From UPSC perspective, the following things are important :
Prelims level : Not much
Mains level : Paper 3- Factors making Naxal moment a complex security challenge
The article explains the issues with the two common themes adopted for explaining the Naxal movement in India.
Two approaches to explain Naxal movement
1) Root cause and alienation approach
- The recent attack in and around Tekulagudem village in Sukma district demonstrates the threat posed by Maoists.
- The post-incident analysis of such setbacks comes in two flavours.
- The most popular theory amongst our intelligentsia and media is the root cause and alienation approach.
- This approach states that it is the failure of the Indian state to provide economic development and social justice to the tribals living in these areas that has fuelled the Naxal movement and sustained it for five decades.
- As a prescription, a development-centric approach and negotiations are suggested as the way forward.
Issues with root cause and alienation approach
- There are several problems with this approach.
- First, it ignores the ideological foundations of the movement, specifically its rejection of India’s Constitution and democracy.
- Second, it fails to see that social and economic deprivation is not unique to the jungles of Chhattisgarh.
- Third, it doesn’t account for the possibility that while alienation and deprivation may help in igniting the spark of revolution, once lit the flames draw oxygen from many sources.
- Fourth, the role of external forces in fomenting and sustaining this movement is deliberately underplayed.
- Fifth, the grubby ground reality of the praxis of revolution is conveniently swept under the carpet.
- The organised extortion racket from all economic stakeholders in the Naxal-affected areas by our alienated revolutionaries seldom gets talked about.
- Sixth, the extensive ideological, financial and logistical ecosystem that provides sustenance to these revolutionaries in the jungle is seldom acknowledged.
2) Leadership issue
- According to this view, our tactical failures against the Maoists are entirely due to the poor quality of leadership provided by the Indian Police Service.
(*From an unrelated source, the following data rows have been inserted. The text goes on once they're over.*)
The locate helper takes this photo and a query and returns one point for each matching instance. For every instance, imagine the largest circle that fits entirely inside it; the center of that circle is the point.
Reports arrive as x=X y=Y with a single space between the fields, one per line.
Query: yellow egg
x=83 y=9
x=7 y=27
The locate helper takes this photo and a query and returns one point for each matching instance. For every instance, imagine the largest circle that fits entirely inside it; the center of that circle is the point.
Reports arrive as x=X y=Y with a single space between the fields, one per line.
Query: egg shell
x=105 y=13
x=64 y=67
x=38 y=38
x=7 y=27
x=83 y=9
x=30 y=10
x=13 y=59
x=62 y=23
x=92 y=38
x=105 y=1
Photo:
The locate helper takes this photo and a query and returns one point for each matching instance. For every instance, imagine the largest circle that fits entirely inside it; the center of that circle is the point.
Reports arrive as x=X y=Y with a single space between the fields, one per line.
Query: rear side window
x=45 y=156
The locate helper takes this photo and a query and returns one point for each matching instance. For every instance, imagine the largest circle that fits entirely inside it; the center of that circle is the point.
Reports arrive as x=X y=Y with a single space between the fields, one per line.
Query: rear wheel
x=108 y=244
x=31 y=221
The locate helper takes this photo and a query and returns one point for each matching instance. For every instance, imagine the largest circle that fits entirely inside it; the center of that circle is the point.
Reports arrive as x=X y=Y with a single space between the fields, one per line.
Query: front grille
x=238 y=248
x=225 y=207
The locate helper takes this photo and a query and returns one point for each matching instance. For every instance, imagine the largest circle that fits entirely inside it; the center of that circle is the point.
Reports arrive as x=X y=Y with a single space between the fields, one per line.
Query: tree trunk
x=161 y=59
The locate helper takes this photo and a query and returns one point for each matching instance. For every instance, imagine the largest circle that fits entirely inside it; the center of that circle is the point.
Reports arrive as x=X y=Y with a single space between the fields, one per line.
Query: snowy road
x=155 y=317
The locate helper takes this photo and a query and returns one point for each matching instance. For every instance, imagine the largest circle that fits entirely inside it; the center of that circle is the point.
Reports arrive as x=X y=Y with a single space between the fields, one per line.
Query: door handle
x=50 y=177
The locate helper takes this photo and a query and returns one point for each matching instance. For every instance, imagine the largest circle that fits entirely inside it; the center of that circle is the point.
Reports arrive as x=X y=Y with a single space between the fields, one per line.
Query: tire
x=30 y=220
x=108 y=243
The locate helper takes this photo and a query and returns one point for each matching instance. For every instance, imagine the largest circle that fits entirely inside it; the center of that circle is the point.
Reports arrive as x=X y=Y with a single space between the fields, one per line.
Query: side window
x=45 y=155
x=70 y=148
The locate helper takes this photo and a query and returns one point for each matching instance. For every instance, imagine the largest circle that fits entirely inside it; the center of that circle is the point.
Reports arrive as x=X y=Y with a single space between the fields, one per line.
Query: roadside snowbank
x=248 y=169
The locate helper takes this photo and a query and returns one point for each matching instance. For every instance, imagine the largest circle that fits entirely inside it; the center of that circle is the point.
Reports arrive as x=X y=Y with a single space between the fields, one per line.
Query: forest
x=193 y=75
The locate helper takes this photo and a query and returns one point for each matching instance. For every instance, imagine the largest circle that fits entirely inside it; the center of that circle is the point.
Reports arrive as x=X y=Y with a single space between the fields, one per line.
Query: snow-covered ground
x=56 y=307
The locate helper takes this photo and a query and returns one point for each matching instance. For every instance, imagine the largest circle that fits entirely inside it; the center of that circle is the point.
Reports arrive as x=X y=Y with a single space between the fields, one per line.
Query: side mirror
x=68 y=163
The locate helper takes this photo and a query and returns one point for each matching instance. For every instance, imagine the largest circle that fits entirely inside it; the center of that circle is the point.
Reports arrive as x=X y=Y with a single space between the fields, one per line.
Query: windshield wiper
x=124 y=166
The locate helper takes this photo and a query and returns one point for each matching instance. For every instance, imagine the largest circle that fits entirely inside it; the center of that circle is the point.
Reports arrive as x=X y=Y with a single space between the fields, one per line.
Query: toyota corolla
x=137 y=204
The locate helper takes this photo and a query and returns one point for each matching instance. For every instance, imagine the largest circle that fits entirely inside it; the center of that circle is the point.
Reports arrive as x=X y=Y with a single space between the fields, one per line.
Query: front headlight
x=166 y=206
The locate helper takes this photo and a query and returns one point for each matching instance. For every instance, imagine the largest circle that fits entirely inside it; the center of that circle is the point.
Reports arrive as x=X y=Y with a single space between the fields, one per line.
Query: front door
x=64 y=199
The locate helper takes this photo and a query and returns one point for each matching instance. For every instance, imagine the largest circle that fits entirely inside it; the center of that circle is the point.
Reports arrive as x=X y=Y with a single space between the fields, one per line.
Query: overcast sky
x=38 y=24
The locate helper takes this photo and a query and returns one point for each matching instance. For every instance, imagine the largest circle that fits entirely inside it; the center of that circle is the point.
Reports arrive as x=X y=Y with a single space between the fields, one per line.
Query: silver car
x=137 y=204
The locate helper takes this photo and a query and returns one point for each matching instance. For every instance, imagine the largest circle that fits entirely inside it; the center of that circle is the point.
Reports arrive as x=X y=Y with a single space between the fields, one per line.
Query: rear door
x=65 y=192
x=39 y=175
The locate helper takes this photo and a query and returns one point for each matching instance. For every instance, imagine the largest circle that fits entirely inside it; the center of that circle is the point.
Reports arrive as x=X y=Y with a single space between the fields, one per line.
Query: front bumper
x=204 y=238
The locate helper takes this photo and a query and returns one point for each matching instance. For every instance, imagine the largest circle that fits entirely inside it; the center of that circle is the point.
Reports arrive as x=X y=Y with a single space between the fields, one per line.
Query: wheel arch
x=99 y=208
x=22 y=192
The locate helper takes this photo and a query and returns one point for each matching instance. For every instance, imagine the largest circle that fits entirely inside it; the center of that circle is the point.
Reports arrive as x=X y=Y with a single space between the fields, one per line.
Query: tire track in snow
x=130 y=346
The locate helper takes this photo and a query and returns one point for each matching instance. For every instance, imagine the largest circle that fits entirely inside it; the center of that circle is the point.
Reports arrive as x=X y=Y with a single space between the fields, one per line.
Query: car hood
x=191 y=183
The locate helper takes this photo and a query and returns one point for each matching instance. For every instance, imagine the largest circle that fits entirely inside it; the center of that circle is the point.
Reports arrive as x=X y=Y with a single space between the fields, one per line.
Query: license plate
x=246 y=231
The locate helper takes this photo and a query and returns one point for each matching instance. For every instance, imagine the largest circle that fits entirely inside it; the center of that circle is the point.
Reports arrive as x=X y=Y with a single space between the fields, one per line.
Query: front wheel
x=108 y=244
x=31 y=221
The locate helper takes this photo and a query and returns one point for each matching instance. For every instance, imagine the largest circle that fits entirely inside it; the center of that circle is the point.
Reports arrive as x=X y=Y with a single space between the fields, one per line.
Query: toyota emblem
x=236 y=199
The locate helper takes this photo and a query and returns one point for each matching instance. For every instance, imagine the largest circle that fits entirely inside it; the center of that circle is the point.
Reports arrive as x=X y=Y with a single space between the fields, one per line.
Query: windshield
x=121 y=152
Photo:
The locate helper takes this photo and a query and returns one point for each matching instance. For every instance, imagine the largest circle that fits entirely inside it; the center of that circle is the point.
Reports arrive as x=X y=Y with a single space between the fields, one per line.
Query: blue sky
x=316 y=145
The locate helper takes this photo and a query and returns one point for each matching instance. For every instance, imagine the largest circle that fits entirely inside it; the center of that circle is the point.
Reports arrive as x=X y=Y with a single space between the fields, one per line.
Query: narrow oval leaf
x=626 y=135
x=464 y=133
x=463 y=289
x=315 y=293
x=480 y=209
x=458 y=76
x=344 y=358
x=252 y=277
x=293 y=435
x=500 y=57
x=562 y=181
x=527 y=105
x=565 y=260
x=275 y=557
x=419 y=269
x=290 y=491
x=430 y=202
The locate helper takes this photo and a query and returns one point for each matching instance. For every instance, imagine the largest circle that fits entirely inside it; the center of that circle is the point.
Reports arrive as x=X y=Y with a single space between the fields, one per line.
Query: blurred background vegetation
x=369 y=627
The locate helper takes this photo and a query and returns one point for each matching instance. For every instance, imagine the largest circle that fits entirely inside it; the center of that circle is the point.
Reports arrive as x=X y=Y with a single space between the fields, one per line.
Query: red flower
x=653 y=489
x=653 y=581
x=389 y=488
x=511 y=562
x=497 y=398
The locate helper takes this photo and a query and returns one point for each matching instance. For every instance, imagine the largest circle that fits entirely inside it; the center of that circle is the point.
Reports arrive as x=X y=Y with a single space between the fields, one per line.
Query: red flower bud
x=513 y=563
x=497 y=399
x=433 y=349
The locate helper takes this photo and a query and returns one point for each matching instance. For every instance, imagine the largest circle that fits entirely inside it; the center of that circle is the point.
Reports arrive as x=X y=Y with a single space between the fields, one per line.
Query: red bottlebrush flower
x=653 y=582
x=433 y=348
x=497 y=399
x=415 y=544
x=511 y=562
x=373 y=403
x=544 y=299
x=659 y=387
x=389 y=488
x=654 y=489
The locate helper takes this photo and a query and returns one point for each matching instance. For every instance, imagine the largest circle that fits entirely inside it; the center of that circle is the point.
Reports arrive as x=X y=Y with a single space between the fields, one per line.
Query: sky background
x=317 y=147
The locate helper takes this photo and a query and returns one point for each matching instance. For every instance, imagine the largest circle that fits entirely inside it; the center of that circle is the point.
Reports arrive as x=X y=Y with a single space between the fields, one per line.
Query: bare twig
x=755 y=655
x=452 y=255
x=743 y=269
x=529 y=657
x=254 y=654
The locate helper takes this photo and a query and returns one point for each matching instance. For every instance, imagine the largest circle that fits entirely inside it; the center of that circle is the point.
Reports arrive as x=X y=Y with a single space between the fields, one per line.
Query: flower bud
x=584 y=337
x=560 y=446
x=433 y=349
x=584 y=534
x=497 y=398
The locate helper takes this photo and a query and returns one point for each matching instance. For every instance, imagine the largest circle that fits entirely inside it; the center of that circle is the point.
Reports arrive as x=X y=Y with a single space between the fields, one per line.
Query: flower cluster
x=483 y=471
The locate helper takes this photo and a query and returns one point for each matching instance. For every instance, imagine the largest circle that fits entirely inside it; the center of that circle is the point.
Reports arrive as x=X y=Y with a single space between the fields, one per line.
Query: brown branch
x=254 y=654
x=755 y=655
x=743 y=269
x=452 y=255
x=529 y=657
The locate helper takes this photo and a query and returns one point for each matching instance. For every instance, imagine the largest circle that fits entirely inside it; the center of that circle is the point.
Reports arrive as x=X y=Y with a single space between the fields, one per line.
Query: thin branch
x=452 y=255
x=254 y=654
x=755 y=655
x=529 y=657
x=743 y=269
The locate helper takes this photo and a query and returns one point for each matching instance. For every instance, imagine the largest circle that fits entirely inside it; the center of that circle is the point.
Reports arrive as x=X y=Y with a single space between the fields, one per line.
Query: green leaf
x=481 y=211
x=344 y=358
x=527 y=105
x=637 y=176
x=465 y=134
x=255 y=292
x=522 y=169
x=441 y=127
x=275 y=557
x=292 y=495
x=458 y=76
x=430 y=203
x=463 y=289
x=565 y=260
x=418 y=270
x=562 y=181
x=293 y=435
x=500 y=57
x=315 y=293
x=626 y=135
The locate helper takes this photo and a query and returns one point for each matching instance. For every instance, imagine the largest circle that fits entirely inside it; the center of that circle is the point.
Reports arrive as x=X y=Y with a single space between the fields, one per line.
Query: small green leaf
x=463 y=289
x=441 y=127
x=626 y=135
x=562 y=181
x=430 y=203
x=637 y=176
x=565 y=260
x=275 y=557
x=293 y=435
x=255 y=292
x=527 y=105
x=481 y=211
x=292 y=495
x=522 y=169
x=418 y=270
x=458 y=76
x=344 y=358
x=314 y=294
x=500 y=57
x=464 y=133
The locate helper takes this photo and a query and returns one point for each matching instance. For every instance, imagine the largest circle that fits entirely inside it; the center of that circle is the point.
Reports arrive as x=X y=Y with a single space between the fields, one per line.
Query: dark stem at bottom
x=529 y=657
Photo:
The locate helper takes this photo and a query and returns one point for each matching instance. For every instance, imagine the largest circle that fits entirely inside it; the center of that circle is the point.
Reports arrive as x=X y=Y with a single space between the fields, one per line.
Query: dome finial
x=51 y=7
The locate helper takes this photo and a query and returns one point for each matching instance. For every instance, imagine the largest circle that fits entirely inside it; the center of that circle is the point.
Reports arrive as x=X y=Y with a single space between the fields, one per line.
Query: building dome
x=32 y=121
- The when, where, how of a setback simply don’t matter.
- When in doubt, identify the first IPS officer in the chain of command and hoist him on the petard of tactical incompetence.
- This view completely ignores the many successes of IPS leadership in counterinsurgency operations in Punjab, Andhra Pradesh, Uttar Pradesh and most recently in Odisha.
- Even in the Northeast and Jammu and Kashmir, where the Indian Army provides the backbone of the counterinsurgency grid, the police forces of the respective states and their IPS leadership play a crucial role in gathering intelligence and in executing operations.
- So, the failures and setbacks in the Naxal areas of Chhattisgarh need to be placed in perspective.
- The fact that the Indian state has adopted a broad policy of economic development, military restraint and gradual attrition and rejected indiscriminate violence in the Naxal theatre is the democratically prudent and morally just course of action.
- This hasn’t dissuaded Maoist sympathisers from gaining international attention through relentless propaganda against our security forces.
- However, such attacks also help in exposing their true nature and hardening public resolve against them.
- \We have enough examples of successful, police led CI Ops in our country.
- Why we are not able to replicate these successes in Chhattisgarh is a matter of larger political issues, well beyond the narrow scope of operational tactics and individual lapses of police leadership.
- Not just the politics, the geography and demography of the Naxal-affected areas, make it an even more complex challenge of internal security.
Consider the question “What are the factors that make Naxal movement a persistent threat to India’s internal security? ”
Not just the politics, the geography and demography of the Naxal-affected areas, make it an even more complex challenge of internal security.